Many things make the global economy possible, but a major one, unfortunately, continues to be oil. The world is addicted to crude because it is energy dense and easy to transport. Practically nothing the modern U.S. does — including protesting an oil pipeline — would be possible without it. This inescapable fact means that demand is huge. And if there is a market, suppliers will attempt to meet that demand, in all sorts of ways. In and around North Dakota, that has meant sucking it from underground shale formations and transporting it out of the area by truck and train. Pipeline transport would make it safer.
A significant number of those protesting Dakota Access are doing so because they feel the project has infringed on the rights of local tribes. Federal courts and the Obama administration are in the process of sorting that out, though the fact that the pipeline would not be built on reservation land and follows the route of an existing gas line undercuts their case.
Even so, environmental activists have latched onto the cause, styling it “the new Keystone.” We do not fault anyone for objecting to global oil dependence. The world must burn continually less to combat climate change. But that transition should be orderly and predictable. If anti-pipeline activism has much impact on the global oil equation, it is to promote short-term volatility in the oil market, making it marginally more prone to temporary price shocks that hurt lower-income people the most.
In the long term, piecemeal activism accomplishes little, because it does not shift underlying demand for fuel.

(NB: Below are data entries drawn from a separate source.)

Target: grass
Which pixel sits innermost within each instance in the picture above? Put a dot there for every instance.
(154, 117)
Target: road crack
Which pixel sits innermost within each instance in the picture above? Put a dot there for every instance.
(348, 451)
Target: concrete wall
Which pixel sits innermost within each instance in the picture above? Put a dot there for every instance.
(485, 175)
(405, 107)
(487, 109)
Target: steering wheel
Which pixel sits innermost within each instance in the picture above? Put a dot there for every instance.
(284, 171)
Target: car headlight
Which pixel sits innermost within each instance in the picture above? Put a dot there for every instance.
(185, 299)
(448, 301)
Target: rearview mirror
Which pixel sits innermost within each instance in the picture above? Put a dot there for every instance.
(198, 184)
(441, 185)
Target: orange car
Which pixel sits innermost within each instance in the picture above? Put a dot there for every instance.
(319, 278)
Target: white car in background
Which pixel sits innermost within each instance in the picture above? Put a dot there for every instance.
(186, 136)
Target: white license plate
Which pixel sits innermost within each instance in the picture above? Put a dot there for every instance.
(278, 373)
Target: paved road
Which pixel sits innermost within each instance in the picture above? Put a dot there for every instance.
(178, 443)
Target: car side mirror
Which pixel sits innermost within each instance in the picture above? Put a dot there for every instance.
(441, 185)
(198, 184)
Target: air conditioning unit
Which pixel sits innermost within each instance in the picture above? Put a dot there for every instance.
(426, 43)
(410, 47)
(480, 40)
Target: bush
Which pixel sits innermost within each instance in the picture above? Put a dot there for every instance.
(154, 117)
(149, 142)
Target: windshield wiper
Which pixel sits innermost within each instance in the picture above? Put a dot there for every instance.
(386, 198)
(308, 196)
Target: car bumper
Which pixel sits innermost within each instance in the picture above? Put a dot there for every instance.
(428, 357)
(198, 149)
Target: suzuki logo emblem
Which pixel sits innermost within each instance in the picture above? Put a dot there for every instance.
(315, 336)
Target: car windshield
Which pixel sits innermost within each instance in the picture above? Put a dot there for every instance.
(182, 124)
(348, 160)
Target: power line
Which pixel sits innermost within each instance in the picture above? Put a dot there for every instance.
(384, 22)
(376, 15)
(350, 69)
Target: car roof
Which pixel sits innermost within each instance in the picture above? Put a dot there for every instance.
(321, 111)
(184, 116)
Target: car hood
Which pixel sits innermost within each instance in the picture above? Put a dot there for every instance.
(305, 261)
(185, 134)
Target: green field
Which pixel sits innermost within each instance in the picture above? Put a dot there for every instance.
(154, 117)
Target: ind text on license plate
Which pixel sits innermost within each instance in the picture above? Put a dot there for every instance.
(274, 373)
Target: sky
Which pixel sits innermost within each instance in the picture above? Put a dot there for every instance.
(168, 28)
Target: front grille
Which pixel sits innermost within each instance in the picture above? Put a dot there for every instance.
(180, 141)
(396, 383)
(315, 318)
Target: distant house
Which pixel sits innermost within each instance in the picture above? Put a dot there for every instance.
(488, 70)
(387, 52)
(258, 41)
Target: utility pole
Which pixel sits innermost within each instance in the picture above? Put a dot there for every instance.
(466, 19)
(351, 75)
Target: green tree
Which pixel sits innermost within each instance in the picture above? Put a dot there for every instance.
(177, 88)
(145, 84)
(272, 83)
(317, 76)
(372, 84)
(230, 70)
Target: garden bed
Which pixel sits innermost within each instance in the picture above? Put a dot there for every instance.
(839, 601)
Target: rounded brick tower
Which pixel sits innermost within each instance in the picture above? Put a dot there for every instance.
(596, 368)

As long as people demand oil, the incentive for someone, somewhere to meet that demand will compel entrepreneurial people to supply it. Doing so is not particularly hard: A massive global oil supply network already exists. Even in places environmentalists try to cordon off, they can be only partially successful: As environmentalists took down the Keystone XL pipeline, oil train and truck transport boomed, posing much more danger to the surrounding environment than that pipeline would have.
The activists are right about the danger of climate change. They could make a real impact if they channeled their energy into protecting and enhancing President Barack Obama’s fuel efficiency standards, which will cut U.S. gasoline demand over time by forcing cars and trucks to use less oil, and enacting a carbon tax that would make alternatives to coal and oil steadily more competitive.